J’ai assisté à la récente course lorsqu’elle a traversé une petite ville en dehors de Genève. Les habitants se sont regroupés, apercevant brièvement les coureurs alors qu’ils passaient à toute vitesse. D’autres fidèles adeptes de la tournée se sont installés avec leurs familles pour regarder tout en mangeant des pique-nique. Les routes ont été fermées à la circulation, les magasins ont été fermés. Le TDF était l’attraction principale. La France, et environ 3,5 téléspectateurs du monde entier étaient rivés au Tour.

« Il ne suffit pas que les gens viennent à la course. » Samuel Abt a écrit dans sa brillante collection d’articles sur le vélo, Off to the Races : 25 Years of Cycling Journalism. « La course doit aussi aller vers le peuple. »

Et c’est exactement ce que la course fait pour les Français. Chaque année, le TDF change de parcours et la plupart de ses étapes. Les villages, les petites villes et les villes françaises rivalisent pour y figurer. Si certaines étapes sont devenues des classiques, comme l’ascension de l’Alpe-d’Huez ou du mont Ventoux ou l’arrivée sur les Champs-Élysées, le fait que le Tour sillonne la France contribue à sa popularité. Le TDF est une institution française inclusive, une confirmation de l’identité nationale depuis l’annonce du parcours de l’année en octobre jusqu’à la célébration au champagne du vainqueur à Paris à la fin du mois de juillet.

C’est ainsi qu’Abt décrit le lien entre les fans et les coureurs :

« Si la journée est chaude et qu’une montée est longue et fatigante, les gens tendront une bouteille d’eau à un cycliste ou la verseront sur sa tête.

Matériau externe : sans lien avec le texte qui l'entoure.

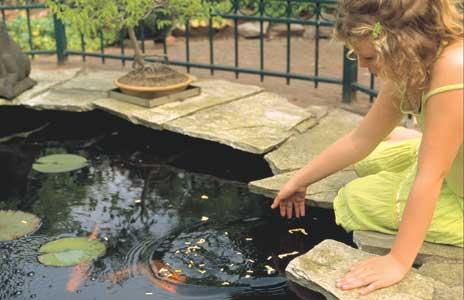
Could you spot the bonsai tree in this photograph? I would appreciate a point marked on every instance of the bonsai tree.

Les poussées, même non sollicitées, peuvent être illégales et pourtant les officiels détournent souvent le regard lorsqu’un fan aide un grimpeur chancelant en le poussant vers le haut. Dans le temps qui précède le départ d’une course, les fans circuleront parmi le peloton, cherchant des autographes de leurs favoris, posant pour des photos aux côtés de tel ou tel coureur, souhaitant bonne chance à tous. Leurs grands-parents l’ont fait, leurs parents l’ont fait et maintenant ils le font, amenant leurs propres enfants. »

Si la course va au peuple, pourquoi pas les politiciens ? La présence de Macron au concert d’Elton John et sa visite dans la région indo-pacifique à un moment de tension extrême sont typiques de lui et de trop d’élus déconnectés de leurs citoyens. Le contrat social implicite entre les gouvernements et les citoyens a besoin d’une confirmation constante comme le Tour de France inclusif. L’indifférence suffisante de Macron n’a pas seulement conduit à des émeutes ; elle a conduit à la montée du populisme de droite et à la popularité croissante de Marine Le Pen et de son parti xénophobe.

Le succès du Tour de France est un excellent exemple sportif de la façon dont les politiciens devraient aller vers le peuple. La surdité tonale de Macron est exactement le contraire. Après tout, il n’a pas dépassé le royal « qu’ils mangent de la brioche »?

Daniel Warner est l’auteur de An Ethic of Responsibility in International Relations. (Lynne Rienner). Il vit à Genève.